EFG Signal Processing and Analysis Using Efficient Machine Learning Techniques

Abstract

The purpose of this research is to explore electroencephalogram (EEG) signal features and evaluate the performance of different prediction models. This paper presents the methodologies of how to set up experiments to collect and visualize EEG data, discover feature correlations and build efficient classification models. Several experiments are conducted to collect raw EEG data from ten healthy subjects. In the experiment, subjects are asked to watch a looping video which shows rock, paper, and scissors repeatedly 90 seconds for each, they are also imagining doing the same thing in their mind. At the same time, a device called Emotiv Epoc placed on their head will record the EEG signals and transmit them to the computer.
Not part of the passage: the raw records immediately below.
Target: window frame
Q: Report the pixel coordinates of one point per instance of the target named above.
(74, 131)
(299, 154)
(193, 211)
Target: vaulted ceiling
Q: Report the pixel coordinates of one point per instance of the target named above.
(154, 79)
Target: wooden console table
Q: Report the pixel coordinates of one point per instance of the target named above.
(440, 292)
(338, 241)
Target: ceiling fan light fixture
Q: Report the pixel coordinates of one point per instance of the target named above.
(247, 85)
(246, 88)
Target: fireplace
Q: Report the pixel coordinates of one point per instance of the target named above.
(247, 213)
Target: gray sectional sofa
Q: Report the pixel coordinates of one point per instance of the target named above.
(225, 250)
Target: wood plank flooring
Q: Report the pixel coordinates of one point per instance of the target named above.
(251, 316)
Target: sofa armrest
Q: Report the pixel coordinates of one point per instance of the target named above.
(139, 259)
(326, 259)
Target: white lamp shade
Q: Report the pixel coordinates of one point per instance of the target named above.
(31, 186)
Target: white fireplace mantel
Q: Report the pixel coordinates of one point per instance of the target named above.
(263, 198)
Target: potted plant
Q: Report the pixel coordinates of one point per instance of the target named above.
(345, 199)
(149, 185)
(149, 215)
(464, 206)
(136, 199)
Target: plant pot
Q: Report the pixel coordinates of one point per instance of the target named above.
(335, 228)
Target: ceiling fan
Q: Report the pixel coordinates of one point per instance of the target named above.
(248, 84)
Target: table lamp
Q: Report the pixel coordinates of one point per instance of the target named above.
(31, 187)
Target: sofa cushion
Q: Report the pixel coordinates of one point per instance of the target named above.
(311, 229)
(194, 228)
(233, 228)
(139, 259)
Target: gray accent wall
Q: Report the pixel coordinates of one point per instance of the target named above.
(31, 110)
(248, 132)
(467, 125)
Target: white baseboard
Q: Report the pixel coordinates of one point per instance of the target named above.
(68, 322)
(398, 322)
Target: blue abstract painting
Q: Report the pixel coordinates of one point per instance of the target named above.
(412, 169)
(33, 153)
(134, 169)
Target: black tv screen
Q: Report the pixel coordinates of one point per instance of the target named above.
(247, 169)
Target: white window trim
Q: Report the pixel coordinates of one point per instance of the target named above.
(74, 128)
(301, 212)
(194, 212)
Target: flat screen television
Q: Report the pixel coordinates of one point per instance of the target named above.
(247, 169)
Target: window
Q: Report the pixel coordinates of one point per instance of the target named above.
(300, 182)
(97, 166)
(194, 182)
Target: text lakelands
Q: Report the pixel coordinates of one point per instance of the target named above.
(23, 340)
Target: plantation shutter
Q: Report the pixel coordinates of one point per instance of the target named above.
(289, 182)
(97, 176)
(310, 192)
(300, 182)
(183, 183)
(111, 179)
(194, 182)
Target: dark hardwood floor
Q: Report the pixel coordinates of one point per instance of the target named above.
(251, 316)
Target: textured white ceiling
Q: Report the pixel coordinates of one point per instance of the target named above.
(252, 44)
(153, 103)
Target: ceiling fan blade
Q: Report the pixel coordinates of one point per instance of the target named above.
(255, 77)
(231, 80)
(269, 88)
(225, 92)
After data preprocessing and feature extraction, EEG data is fed into several different prediction models including Support Vector Machines, Logistic Regression, K-nearest Neighbors, and Neural Networks. The performance of the classification process due to different methods is presented and compared based on their accuracy, recall, precision, and F-1 score. The best model achieved in this study is Neural Networks with an accuracy of 76.5%, this is more than twice higher than guessing randomly with an accuracy of 33.3%. A GUI is also built as a brain-computer interface powered by the model with the best performance, which can be further developed for medical use or other purposes.